Have you ever had a martini at the Hotel Chelsea? The Manhattan landmark where Patti Smith and Leonard Cohen wrote many of their best, passing through with the likes of Mark Twain and Bob Dylan. I’m not trying to name-drop. I’m trying to key into the residue that a great artist can leave on a few walls and some flashy carpet, the kind of vibrancy that lives on through stories of who has been there before.
Think of Claridge’s in London, where the bar has hosted enough creative ghosts that simply sitting in one of its booths feels like you could be moments away from a Pulitzer. Or Chateau Marmont, that transcended the idea of a typical hotel around the time Jim Morrison dangled from the balcony. The idea that I might get a little Dylan residue on my glass, perhaps catch the right inspiration to write my own Girl from the North Country equivalent, is what brought me to the Chelsea in the first place.
That same hunger is what led me to The EVE in Surry Hills, and specifically to Art House, their new program built around commissioning Australian artists and giving people a reason to come to the hotel beyond just sleeping in it. The inaugural artist is Louise Olsen, and the program has been created alongside creative consultancy and cultural platform Arts Matter, whose style and fashion editor Lynn Mathathu may just be one of the most gorgeously dressed human beings I’ve seen walking the Australian foreshore in a long while…

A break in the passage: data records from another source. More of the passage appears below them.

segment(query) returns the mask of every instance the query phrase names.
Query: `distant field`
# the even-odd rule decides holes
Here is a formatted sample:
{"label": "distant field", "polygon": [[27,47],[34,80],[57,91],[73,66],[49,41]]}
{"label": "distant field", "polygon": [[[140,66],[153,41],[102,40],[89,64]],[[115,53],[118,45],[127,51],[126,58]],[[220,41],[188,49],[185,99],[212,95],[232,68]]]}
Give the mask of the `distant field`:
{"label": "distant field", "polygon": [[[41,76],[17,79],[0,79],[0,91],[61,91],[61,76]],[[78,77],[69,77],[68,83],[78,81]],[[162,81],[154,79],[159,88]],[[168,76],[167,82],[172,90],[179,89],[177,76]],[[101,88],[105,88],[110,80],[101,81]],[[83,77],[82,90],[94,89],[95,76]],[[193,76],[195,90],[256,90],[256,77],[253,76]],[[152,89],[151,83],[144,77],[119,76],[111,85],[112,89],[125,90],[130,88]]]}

Back to what I was saying.
In this day and age, that Hotel Lore I mentioned in London and New York is difficult to replicate. What we more commonly see is the Scandi Pinterest board copy, or the Luca Guadagnino Call Me By Your Name dreamscape, painted through identical sets of linen pretending to be unique. I blame this largely on social media. Perhaps we have momentarily lost our touch for going somewhere in the hope of finding a brilliant story or interaction, rather than simply locating the same frame we have already seen on TikTok.